Cheney Focuses on Mideast Talks

By Griff Witte
Washington Post Foreign Service
Sunday, March 23, 2008

JERUSALEM, March 22 -- Vice President Cheney on Saturday night began a weekend of talks with Israeli and Palestinian leaders intended to rev up a peace process that has yielded scant public progress in the four months since it began.

Speaking beside Israeli Prime Minister Ehud Olmert, Cheney said that the United States was "committed to moving the process forward" but that "it is not America's role to dictate the outcome."

"We want to see a resolution to the conflict, an end to the terrorism that has caused so much grief to Israelis, and a new beginning for the Palestinian people," he said.

The talks are aimed at creating a Palestinian state in a way that does not compromise security in Israel.

Cheney insisted that the United States "will never pressure Israel to take steps that threaten its security."

President Bush has called for the two sides to reach a framework for peace by the time he leaves office in January 2009, and in recent weeks high-level envoys have been traveling to the region to try to nudge negotiations along.

Cheney's visit comes amid growing disenchantment on both sides over a process that began with guarded optimism in November at an international conference in Annapolis, Md.
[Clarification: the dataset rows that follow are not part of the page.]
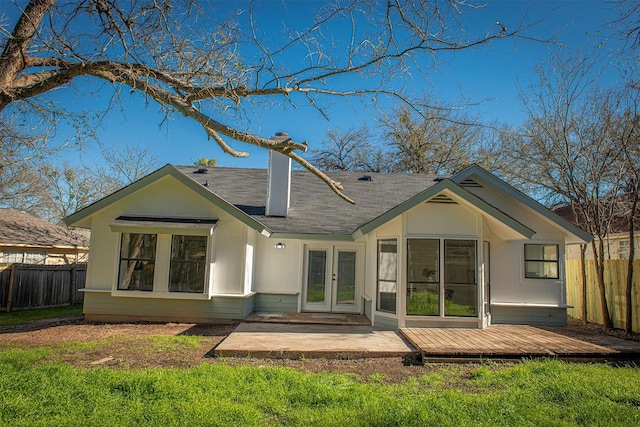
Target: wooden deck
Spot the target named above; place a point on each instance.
(509, 342)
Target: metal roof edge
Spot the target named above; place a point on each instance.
(309, 236)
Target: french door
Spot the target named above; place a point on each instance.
(332, 279)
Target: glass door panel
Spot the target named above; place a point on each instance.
(345, 281)
(316, 277)
(423, 277)
(460, 284)
(331, 282)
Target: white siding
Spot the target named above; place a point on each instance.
(440, 219)
(278, 270)
(168, 198)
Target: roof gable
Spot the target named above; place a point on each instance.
(451, 187)
(475, 173)
(317, 213)
(82, 217)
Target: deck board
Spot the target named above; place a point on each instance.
(512, 341)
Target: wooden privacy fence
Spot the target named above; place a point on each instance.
(24, 286)
(615, 277)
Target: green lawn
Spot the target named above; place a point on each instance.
(38, 392)
(16, 318)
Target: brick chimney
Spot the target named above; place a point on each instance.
(278, 181)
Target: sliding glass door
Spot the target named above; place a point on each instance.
(442, 277)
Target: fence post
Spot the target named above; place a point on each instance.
(12, 276)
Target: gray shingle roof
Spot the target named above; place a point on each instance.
(315, 209)
(17, 228)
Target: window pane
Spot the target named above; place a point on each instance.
(541, 252)
(137, 262)
(188, 263)
(34, 257)
(423, 276)
(316, 276)
(13, 257)
(541, 270)
(423, 260)
(387, 275)
(541, 261)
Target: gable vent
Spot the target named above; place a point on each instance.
(441, 198)
(469, 183)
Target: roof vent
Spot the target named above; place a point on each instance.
(442, 198)
(470, 183)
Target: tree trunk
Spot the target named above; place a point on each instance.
(583, 265)
(598, 256)
(628, 329)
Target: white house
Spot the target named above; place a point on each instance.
(191, 244)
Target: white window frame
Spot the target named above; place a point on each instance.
(11, 256)
(161, 277)
(558, 262)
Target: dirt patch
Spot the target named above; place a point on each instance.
(183, 345)
(594, 328)
(153, 345)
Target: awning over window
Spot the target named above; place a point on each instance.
(164, 225)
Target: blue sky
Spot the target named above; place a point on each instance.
(489, 75)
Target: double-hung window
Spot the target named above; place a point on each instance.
(173, 260)
(137, 262)
(188, 263)
(541, 261)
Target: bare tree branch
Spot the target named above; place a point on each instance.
(174, 54)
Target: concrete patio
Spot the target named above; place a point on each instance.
(294, 341)
(301, 340)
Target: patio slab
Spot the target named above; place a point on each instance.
(293, 341)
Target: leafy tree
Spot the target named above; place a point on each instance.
(211, 65)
Since then, Israel has announced plans to expand settlements, major violence has flared in the Gaza Strip and the Palestinians temporarily walked away from the negotiating table.

Palestinian Prime Minister Salam Fayyad said in an interview with The Washington Post this week that the past four months since Annapolis have been "very difficult and very bad for the Palestinian people."

Fayyad criticized Israel for not living up to its obligations in the West Bank under the 2003 "road map" for peace, which called on the Jewish state to dismantle internal checkpoints, stop settlement construction and remove illegal outposts.

Fayyad said the result of the inaction had been a weakening of the Palestinian Authority, Israel's partner in peace talks.

"We have witnessed, if anything, deterioration in just about every facet. The economy is not moving, unemployment is terrible," Fayyad said. "The peace process is not moving with the pace necessary to produce outcomes that were stated as objectives at Annapolis."

Unless that changes, officials in the Palestinian Authority government will be "has-beens for sure," said Palestinian President Mahmoud Abbas.